A chain of luxury hotels in Thailand is reporting a data breach thanks to a notorious group of cybercriminals who have been behind a spate of attacks in recent weeks.
Thirayuth Chirathivat, CEO of Centara Hotels & Resorts, said in a statement that he was “made aware” on October 14 of a cyberattack on the hotel chain’s network.
An investigation confirmed that cyber attackers had in fact breached their system and accessed some customers’ data. The data consulted includes names, reservation information, telephone numbers, e-mail addresses, home addresses and photos of identity documents.
The company did not say whether the IDs it viewed included passports, which are often requested by hotels like Centara Hotels & Resorts.
“Although the breach has been successfully contained, the investigation into the source, root cause and full extent of the incident remains ongoing and we will provide more information when available,” Chirathivat said. .
Chirathivat then urged hotel guests to “change their passwords as soon as possible and stay aware of any suspicious or unsolicited calls and / or emails requesting personal information.”
âWe can confirm that Centara Hotels & Resorts will not contact you to ask for personally identifiable information,â Chirathivat added, noting that anyone with questions should email or call the hotel.
The Desorden Group, which claimed responsibility for two recent attacks on laptop maker Acer, said it was behind the attack on Centara Hotels & Resorts.
In addition to the Centara Hotels & Resorts hack, Desorden claimed to have hacked the servers of Central Group, which owns the hotel chain and more than 2,000 restaurants across Thailand.

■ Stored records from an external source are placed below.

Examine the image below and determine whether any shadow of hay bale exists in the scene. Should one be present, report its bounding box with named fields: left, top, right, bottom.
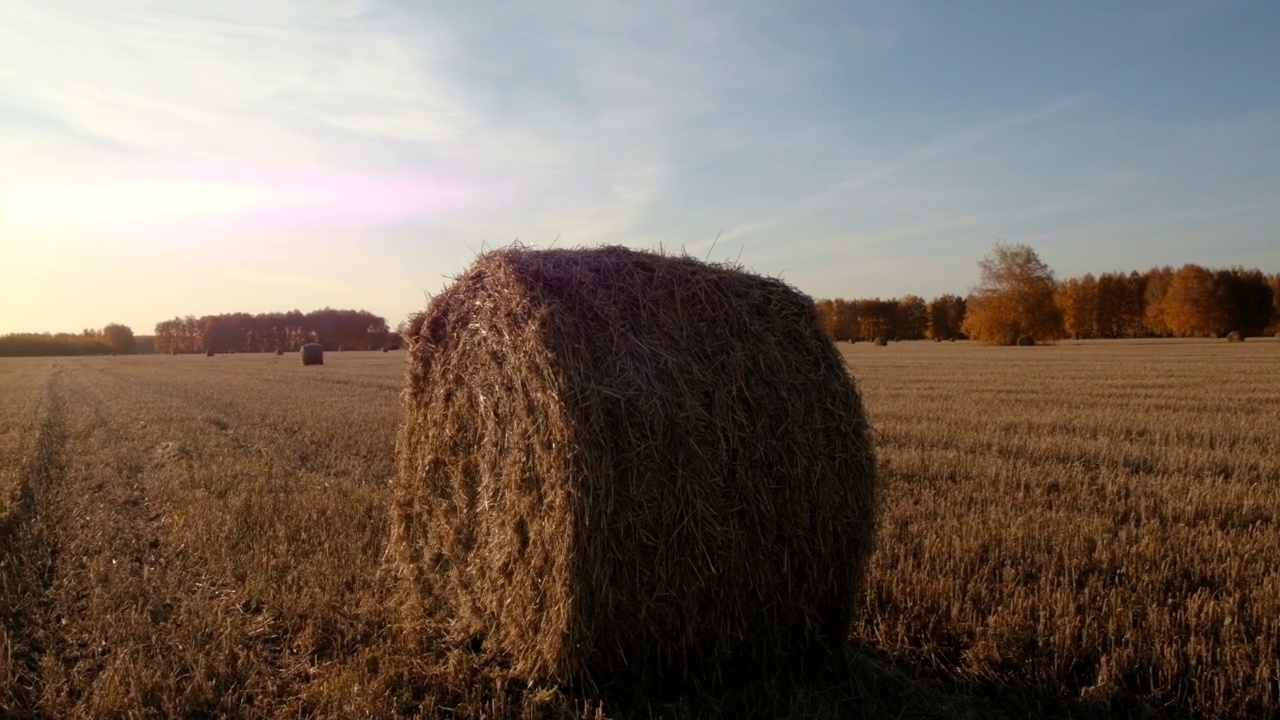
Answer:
left=389, top=247, right=877, bottom=693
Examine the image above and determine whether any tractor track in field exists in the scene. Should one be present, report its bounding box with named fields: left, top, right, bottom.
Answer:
left=0, top=366, right=68, bottom=719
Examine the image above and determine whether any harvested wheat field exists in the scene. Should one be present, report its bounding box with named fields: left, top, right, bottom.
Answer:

This breach involved 80 GB of files, including personal customer information and business details for each restaurant.
In messages to ZDNet, the group claimed the hotel hack was part of the larger attack on Central Group. Central Group is owned by the $ 11.6 billion Chirathivat family. The family, led by Tos Chirathivat, controls thousands of food, fashion, real estate and building material businesses across Thailand.

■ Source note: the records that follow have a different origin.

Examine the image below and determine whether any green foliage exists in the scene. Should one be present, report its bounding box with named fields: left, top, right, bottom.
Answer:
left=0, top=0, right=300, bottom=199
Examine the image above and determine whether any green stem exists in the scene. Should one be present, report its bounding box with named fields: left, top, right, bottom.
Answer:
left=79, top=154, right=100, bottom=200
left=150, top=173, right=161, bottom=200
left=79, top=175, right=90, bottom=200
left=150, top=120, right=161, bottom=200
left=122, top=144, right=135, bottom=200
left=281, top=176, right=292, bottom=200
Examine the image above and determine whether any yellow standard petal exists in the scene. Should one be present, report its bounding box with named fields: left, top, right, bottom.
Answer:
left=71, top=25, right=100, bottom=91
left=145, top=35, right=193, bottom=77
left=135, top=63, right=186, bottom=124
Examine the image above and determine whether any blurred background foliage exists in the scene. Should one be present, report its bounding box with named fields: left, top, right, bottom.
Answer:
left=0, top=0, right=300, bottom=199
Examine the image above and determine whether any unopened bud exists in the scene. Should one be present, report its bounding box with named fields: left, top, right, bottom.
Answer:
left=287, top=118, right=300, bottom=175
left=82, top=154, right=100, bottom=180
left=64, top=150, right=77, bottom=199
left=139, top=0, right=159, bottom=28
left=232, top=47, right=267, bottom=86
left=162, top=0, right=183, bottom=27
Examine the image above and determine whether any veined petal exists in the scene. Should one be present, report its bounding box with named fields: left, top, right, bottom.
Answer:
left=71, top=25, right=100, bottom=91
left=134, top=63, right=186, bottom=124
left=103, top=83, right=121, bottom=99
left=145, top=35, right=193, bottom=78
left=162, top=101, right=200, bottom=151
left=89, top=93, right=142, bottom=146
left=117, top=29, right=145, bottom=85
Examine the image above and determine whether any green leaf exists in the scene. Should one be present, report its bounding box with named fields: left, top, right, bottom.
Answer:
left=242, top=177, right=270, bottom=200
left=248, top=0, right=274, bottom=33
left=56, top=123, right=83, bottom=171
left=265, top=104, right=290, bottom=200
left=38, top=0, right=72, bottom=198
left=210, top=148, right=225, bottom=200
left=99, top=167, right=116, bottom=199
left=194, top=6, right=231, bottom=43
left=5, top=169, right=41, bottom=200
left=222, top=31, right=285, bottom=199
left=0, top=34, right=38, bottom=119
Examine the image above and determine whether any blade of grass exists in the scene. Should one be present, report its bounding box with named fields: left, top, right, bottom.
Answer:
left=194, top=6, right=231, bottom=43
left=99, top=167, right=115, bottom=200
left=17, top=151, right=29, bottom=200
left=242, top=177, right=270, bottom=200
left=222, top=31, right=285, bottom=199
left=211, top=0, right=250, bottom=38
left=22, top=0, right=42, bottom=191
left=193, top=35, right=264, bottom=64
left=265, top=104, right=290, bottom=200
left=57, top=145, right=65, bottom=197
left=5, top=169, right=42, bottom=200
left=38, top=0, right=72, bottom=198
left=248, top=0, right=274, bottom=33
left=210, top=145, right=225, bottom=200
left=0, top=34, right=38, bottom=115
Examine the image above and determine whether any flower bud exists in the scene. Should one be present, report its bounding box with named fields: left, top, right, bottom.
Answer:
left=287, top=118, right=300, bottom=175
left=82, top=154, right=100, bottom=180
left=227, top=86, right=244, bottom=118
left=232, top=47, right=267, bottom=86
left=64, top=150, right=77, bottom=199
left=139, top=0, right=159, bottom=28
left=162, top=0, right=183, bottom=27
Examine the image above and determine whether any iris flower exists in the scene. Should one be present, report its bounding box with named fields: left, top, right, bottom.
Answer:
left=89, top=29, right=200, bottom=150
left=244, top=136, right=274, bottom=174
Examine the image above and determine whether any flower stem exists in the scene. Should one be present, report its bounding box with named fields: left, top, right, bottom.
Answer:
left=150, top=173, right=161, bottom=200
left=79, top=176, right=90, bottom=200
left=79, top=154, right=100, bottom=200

The hacker group, which has attacked a number of companies across Asia in recent years, did not answer questions about whether it was a ransomware attack, but claimed it was they “had basically shut down their entire backend, which is made up of 5 servers.”

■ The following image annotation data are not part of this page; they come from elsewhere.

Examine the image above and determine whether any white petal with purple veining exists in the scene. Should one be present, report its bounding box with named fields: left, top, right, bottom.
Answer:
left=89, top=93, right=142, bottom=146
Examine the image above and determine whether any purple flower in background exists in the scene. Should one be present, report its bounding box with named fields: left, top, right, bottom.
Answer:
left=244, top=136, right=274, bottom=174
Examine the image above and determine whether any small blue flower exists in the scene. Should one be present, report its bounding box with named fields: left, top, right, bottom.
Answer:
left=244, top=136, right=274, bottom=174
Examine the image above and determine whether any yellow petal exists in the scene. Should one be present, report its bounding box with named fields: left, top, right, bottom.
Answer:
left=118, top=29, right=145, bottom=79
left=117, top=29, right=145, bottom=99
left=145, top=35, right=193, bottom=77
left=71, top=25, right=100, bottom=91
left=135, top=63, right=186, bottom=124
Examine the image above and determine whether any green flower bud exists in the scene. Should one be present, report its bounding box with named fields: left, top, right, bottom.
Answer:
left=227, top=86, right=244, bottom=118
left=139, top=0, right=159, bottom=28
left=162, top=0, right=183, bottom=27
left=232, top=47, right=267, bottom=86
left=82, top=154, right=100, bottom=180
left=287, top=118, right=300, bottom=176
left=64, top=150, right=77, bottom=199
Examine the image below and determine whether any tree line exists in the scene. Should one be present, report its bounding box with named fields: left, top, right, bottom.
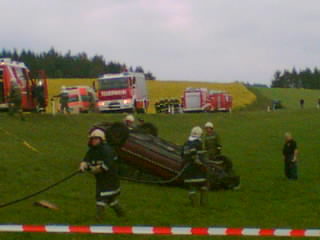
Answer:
left=0, top=48, right=156, bottom=80
left=271, top=68, right=320, bottom=89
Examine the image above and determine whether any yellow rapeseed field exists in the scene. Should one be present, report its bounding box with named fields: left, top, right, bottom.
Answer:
left=48, top=78, right=256, bottom=113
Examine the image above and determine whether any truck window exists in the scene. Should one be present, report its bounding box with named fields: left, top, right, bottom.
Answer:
left=69, top=95, right=79, bottom=102
left=99, top=78, right=128, bottom=90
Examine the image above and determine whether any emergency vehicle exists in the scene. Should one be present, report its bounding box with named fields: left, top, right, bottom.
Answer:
left=97, top=72, right=149, bottom=113
left=181, top=88, right=210, bottom=112
left=209, top=90, right=232, bottom=112
left=64, top=86, right=97, bottom=113
left=0, top=58, right=48, bottom=111
left=181, top=88, right=232, bottom=112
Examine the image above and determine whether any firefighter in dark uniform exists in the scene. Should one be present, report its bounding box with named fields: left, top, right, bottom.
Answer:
left=163, top=98, right=169, bottom=113
left=181, top=126, right=209, bottom=207
left=282, top=132, right=298, bottom=180
left=8, top=83, right=25, bottom=120
left=54, top=86, right=70, bottom=113
left=174, top=98, right=180, bottom=113
left=154, top=101, right=160, bottom=113
left=123, top=114, right=137, bottom=131
left=80, top=129, right=124, bottom=220
left=203, top=122, right=221, bottom=160
left=159, top=99, right=165, bottom=113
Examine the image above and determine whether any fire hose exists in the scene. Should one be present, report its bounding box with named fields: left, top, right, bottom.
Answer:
left=0, top=170, right=80, bottom=208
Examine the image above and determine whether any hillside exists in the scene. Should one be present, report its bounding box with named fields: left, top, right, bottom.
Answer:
left=256, top=88, right=320, bottom=110
left=49, top=79, right=255, bottom=113
left=0, top=110, right=320, bottom=240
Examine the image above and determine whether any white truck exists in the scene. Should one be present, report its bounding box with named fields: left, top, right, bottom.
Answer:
left=97, top=72, right=149, bottom=113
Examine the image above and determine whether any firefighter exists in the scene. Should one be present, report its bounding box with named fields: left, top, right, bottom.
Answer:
left=174, top=98, right=180, bottom=113
left=154, top=101, right=161, bottom=113
left=163, top=98, right=169, bottom=113
left=203, top=122, right=221, bottom=160
left=159, top=99, right=165, bottom=113
left=80, top=129, right=124, bottom=220
left=181, top=126, right=209, bottom=207
left=32, top=80, right=45, bottom=112
left=124, top=114, right=136, bottom=131
left=282, top=132, right=298, bottom=180
left=54, top=86, right=70, bottom=113
left=8, top=83, right=25, bottom=121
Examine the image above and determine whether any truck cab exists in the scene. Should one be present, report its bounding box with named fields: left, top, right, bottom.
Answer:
left=182, top=88, right=210, bottom=112
left=97, top=72, right=149, bottom=112
left=0, top=58, right=48, bottom=111
left=65, top=86, right=97, bottom=113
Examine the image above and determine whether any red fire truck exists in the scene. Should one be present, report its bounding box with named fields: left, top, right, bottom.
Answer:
left=181, top=88, right=232, bottom=112
left=97, top=72, right=149, bottom=113
left=65, top=86, right=96, bottom=113
left=0, top=58, right=48, bottom=111
left=209, top=90, right=232, bottom=112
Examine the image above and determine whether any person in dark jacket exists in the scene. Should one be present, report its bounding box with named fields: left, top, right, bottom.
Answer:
left=203, top=122, right=221, bottom=160
left=53, top=86, right=70, bottom=114
left=181, top=126, right=209, bottom=207
left=80, top=129, right=124, bottom=220
left=282, top=132, right=298, bottom=180
left=8, top=82, right=25, bottom=120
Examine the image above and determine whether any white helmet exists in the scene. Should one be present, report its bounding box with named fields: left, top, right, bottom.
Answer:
left=125, top=114, right=134, bottom=122
left=89, top=129, right=106, bottom=141
left=204, top=122, right=213, bottom=128
left=191, top=126, right=202, bottom=137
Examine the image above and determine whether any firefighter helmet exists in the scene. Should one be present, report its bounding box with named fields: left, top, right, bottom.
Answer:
left=204, top=122, right=213, bottom=128
left=191, top=126, right=202, bottom=137
left=89, top=129, right=106, bottom=141
left=125, top=114, right=134, bottom=122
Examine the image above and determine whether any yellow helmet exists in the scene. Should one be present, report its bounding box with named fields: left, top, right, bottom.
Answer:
left=89, top=129, right=106, bottom=141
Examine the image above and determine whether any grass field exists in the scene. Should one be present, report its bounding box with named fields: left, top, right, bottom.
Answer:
left=49, top=78, right=256, bottom=113
left=0, top=109, right=320, bottom=240
left=256, top=88, right=320, bottom=110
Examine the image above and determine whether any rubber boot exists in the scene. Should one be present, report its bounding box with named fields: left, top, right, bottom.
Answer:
left=200, top=187, right=209, bottom=207
left=111, top=203, right=126, bottom=217
left=96, top=206, right=105, bottom=221
left=189, top=192, right=197, bottom=207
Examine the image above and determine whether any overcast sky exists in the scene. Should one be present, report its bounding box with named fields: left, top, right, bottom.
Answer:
left=0, top=0, right=320, bottom=84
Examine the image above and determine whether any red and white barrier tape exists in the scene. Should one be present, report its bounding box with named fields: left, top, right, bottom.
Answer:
left=0, top=224, right=320, bottom=237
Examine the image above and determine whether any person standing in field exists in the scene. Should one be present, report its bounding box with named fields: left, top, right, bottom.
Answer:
left=54, top=86, right=70, bottom=114
left=282, top=132, right=298, bottom=180
left=8, top=82, right=25, bottom=121
left=181, top=126, right=209, bottom=207
left=123, top=114, right=137, bottom=131
left=300, top=98, right=304, bottom=109
left=80, top=129, right=125, bottom=220
left=203, top=122, right=221, bottom=160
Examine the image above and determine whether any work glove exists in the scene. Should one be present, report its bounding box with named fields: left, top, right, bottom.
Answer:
left=79, top=162, right=89, bottom=172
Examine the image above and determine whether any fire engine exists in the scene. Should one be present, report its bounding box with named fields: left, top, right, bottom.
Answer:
left=0, top=58, right=48, bottom=111
left=209, top=90, right=232, bottom=112
left=97, top=72, right=149, bottom=113
left=181, top=88, right=232, bottom=112
left=65, top=86, right=96, bottom=113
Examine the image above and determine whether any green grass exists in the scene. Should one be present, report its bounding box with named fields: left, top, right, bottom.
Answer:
left=0, top=110, right=320, bottom=240
left=255, top=88, right=320, bottom=110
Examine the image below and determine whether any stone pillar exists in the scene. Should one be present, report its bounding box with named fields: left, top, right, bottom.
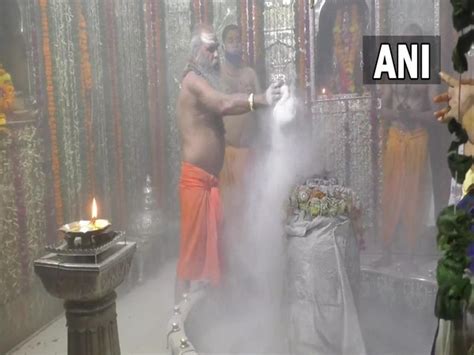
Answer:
left=64, top=291, right=120, bottom=355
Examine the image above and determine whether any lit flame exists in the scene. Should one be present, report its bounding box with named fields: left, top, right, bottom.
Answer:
left=92, top=197, right=97, bottom=222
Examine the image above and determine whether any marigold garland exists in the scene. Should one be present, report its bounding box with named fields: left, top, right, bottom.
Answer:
left=39, top=0, right=64, bottom=226
left=333, top=5, right=361, bottom=93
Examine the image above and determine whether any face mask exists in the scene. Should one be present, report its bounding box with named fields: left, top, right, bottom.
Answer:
left=224, top=52, right=242, bottom=66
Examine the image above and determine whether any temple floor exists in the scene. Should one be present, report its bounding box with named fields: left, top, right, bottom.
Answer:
left=9, top=252, right=437, bottom=355
left=8, top=261, right=176, bottom=355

They said they stole 400 GB of files in 10 days and added that the data included information on anyone who stayed at any of the 70 luxury hotels owned by the Thai conglomerate between 2003 and 2021. They claimed the data included the passport numbers of the persons. and identification numbers. There was even data from people who had booked in advance until December 2021.
The stolen files would also contain business data and employee information.
The group attempted to claim that they were “helping” the hotel by showing them how they could “mitigate future attacks” and said it was they who informed the company that they had been hacked.
Operators linked to Desorden said they were negotiating a ransom payment of $ 900,000, but the company withdrew from the deal on Tuesday. The group is now threatening to release the information.
Centara Hotels & Resorts and Central Restaurants Group did not respond to requests for comment on the hackers’ allegations.
The Desorden group also claimed responsibility for an attack on ABX Express Enterprise’s Malaysian servers in September.